奥に、会ったことがない人も数人いた。もう具材を包みはじめている。今回は、マリエールさんは欠席らしい。皮が市販のものだと時間がかからないので、正直安心した。お腹が空いていたのだ。
「もうすぐできるし、グルドは座ってていいよ」
なにもしないうちに、戦力外通告を受けてしまった。そんな私の前に小皿と、小さく仕切りがされた中皿が目の前に置かれた。仕切り一つ一つに、異なるタレが注がれる。
「一番食べてほしいのが、薔薇風味。定番のタレと比べてみてほしい」
エリアさんは、「どうぞ」と小さく言ってテーブル中央にある大皿から私の目の前の小皿に餃子を乗せた。華奢な指にライムグリーンのネイルが良く似合っている。
周囲も、各自取り分けて食べ始めた。大皿の上の料理がとても温かそうに見えた。家族ではもう何年も同じ食卓についていない。父は土日、どこかに出かけている。うちではだれも「どこに行くの?」なんて聞いたりしない。いつからそうなったのかは思い出せないし、いまさら興味もない。
テーブルの花瓶には、数本のマーガレットが挿してあった。
「いただきます」
まずは酢醤油。シンプルだけど、具材の味が前面に出て美味しい。味噌ダレも、柚胡椒も、なぜかマヨネーズだってあるけど、あえて薔薇を先に試してみることにした。口に入れると、薔薇の香りが広がった。新しい感覚。
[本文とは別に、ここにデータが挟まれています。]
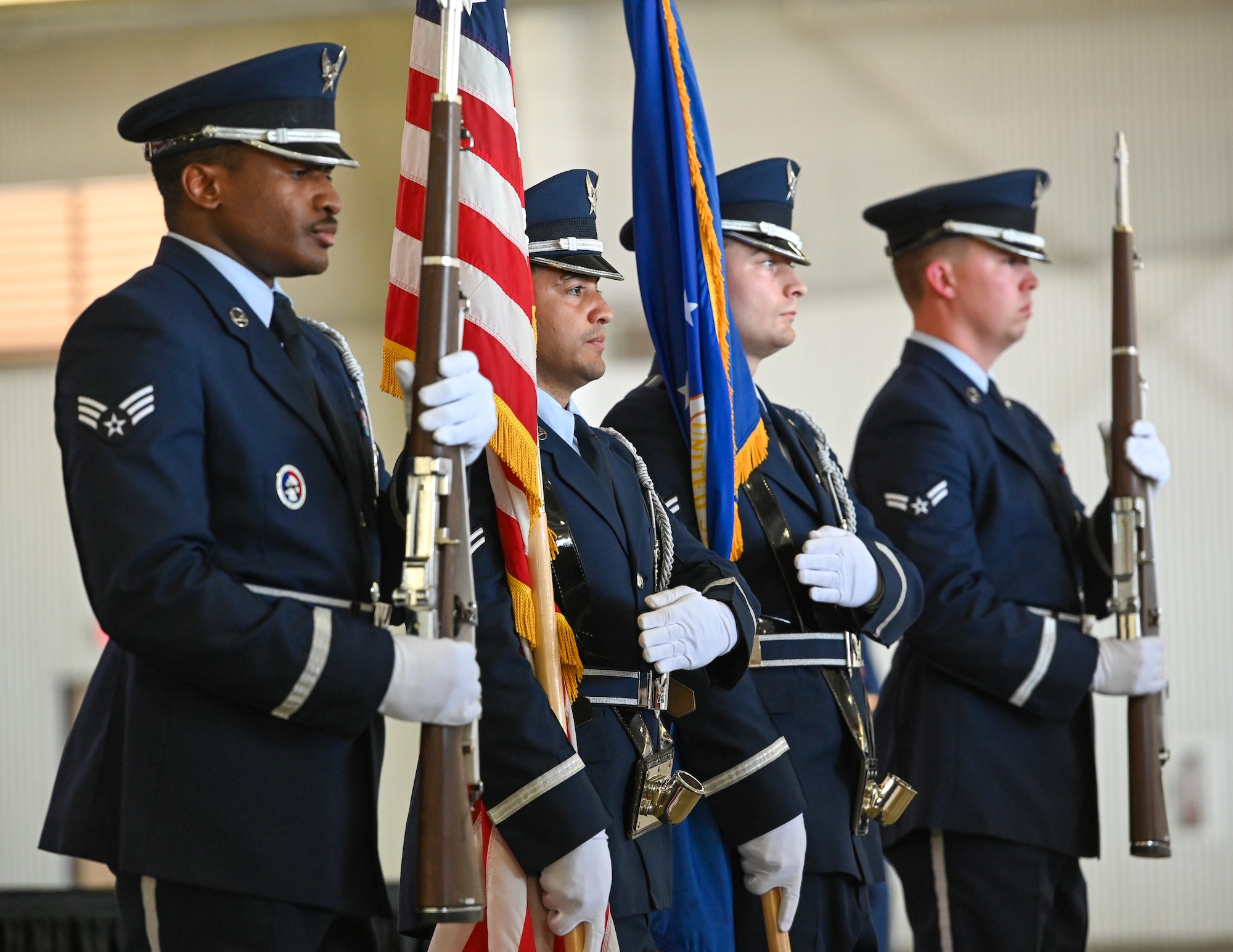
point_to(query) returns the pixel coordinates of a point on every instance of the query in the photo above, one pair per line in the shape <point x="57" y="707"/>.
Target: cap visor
<point x="770" y="243"/>
<point x="320" y="153"/>
<point x="588" y="264"/>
花を食べるって、こんなかんじなんだ。
「そういえば、宿題やってきた?」
さりげない様子でエリアさんが言う。
「宿題?」
「グルドの夢だよ。ぽいぽいっ!」
「全然思いつかなくて、ごめんなさい」
雰囲気を壊しているような気がして、言った後で罪悪感が湧いた。匿名になるとブレーキが緩くなって、無神経になってしまう。
気まずくなるのを避けたくて
「進学先、このままでいいか悩んでるんだ。就職には有利じゃない学校だし」
と慌てて付け足した。しばらく沈黙が続いた。余計なことを言わなければよかった。
「必死で就活してガソリン切れした俺の前でそれを言う? まだ高校生のうちに就職の心配なんかするなよ。学生は勉強しろっつーの」
ぽいさんが、ピンク髪をせわしなく振りながらマトモな意見を言う。
「起業を目指してる人もけっこういるよ。ガフさんだってそれなりに成功してるし」
そんな簡単なものだろうか、と思いつつも気軽な気持ちになった。この日を境に、私はミクでいる日よりもグルドでいる日のほうが多くなった。緩やかな現実逃避だけど、私には逃げ込む先があって、それが日常になると信じたかったのだ。